Have you read this? Chilling :( and check out the photos.
The battle the US wants to provoke
Bremer is deliberately pushing Iraq's Shia south into all-out chaos
Naomi Klein in Baghdad
Tuesday April 6, 2004
The Guardian
I heard the sound of freedom in Baghdad's Firdos Square, the famous plaza where the statue of Saddam Hussein was toppled one year ago. It sounds like machine-gun fire.
On Sunday, Iraqi soldiers, trained and controlled by coalition forces, opened fire on a demonstration here. As the protesters returned to their homes in the poor neighbourhood of Sadr City, the US army followed with tanks, helicopters and planes, firing at random on homes, shops, streets, even ambulances. According to local hospitals, 47 people were killed and many more injured. In Najaf, the day was also bloody: 20 demonstrators dead, more than 150 injured.
In Sadr City yesterday, funeral marches passed by US military tanks and the hospitals were overflowing with the injured. By afternoon, clashes had resumed.
Make no mistake: this is not the "civil war" that Washington has been predicting will break out between Sunnis, Shias and Kurds. Rather, it is a war provoked by the US occupation authority and waged by its forces against the growing number of Shia who support Moqtada al-Sadr.
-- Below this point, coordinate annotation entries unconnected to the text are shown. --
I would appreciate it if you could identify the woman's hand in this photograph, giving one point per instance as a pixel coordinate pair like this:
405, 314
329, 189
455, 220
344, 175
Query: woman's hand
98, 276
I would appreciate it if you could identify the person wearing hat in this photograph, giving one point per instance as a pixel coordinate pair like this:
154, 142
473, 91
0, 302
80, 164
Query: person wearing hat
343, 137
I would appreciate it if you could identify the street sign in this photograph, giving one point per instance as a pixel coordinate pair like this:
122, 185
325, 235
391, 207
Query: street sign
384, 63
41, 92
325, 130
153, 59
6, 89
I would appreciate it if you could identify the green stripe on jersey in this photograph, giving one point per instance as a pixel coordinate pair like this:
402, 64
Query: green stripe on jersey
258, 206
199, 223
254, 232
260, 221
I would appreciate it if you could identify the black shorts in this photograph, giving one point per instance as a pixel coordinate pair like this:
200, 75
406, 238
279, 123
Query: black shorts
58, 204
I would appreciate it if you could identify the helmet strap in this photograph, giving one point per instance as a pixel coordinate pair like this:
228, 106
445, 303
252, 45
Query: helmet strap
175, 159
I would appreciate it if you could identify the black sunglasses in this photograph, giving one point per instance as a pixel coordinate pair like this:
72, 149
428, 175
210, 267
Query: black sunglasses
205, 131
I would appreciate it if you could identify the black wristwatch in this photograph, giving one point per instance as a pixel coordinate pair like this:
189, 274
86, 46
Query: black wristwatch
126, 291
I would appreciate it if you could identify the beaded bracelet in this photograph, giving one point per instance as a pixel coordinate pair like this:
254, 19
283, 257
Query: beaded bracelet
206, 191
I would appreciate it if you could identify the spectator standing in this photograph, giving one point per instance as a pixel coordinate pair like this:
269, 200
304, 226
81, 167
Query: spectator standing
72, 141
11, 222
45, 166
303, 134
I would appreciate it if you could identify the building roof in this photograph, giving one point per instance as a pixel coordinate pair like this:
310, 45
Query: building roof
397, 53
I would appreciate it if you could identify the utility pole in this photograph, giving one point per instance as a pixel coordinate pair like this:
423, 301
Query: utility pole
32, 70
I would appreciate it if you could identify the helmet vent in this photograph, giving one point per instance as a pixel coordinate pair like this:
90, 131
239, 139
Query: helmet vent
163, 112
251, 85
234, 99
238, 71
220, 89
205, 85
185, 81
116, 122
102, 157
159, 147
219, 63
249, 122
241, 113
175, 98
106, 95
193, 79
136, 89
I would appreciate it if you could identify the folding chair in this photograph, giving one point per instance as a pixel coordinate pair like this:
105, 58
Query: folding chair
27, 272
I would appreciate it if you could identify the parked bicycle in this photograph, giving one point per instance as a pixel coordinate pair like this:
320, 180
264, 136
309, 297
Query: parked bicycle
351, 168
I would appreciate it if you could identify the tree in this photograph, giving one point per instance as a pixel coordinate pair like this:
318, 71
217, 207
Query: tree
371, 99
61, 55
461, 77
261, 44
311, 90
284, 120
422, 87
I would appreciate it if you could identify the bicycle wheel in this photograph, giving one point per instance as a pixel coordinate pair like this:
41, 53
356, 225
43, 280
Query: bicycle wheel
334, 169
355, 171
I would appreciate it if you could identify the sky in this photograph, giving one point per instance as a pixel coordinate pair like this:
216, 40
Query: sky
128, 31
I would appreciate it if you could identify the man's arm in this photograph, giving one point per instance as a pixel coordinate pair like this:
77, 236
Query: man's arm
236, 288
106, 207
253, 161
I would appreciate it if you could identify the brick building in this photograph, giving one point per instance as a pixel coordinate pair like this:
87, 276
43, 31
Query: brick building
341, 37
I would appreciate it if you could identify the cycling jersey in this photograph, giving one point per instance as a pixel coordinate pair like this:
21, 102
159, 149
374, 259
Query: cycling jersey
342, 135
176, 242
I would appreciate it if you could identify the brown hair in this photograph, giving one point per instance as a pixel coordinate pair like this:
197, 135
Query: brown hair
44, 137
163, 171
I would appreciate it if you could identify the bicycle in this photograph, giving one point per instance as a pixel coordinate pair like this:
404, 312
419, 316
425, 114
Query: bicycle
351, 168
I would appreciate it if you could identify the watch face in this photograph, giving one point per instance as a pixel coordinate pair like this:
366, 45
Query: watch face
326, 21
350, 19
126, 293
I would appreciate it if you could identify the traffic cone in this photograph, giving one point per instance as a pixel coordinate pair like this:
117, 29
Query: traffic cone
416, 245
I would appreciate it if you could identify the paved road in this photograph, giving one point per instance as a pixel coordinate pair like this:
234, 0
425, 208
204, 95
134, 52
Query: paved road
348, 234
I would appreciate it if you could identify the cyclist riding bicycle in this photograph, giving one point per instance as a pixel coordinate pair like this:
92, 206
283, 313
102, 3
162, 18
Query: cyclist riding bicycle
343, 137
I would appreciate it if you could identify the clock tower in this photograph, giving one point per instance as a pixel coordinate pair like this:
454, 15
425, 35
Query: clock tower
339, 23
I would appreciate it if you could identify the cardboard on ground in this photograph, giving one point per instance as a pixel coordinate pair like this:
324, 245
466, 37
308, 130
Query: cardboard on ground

Sadr is the younger, more radical rival of the Grand Ayatollah Ali al-Sistani and portrayed by his supporters as a cross between Ayatollah Khomeini and Che Guevara. He blames the US for attacks on civilians; compares the US occupation chief, Paul Bremer, to Saddam Hussein; aligns himself with Hamas and Hizbullah; and has called for a jihad against the controversial interim constitution. His Iraq might look a lot like Iran.
<snip / fascinating read!>
At the front of the square was the statue that the Americans put up in place of the toppled one of Saddam. Its faceless figures are supposed to represent the liberation of the Iraqi people. Today they are plastered with photographs of Moqtada al-Sadr.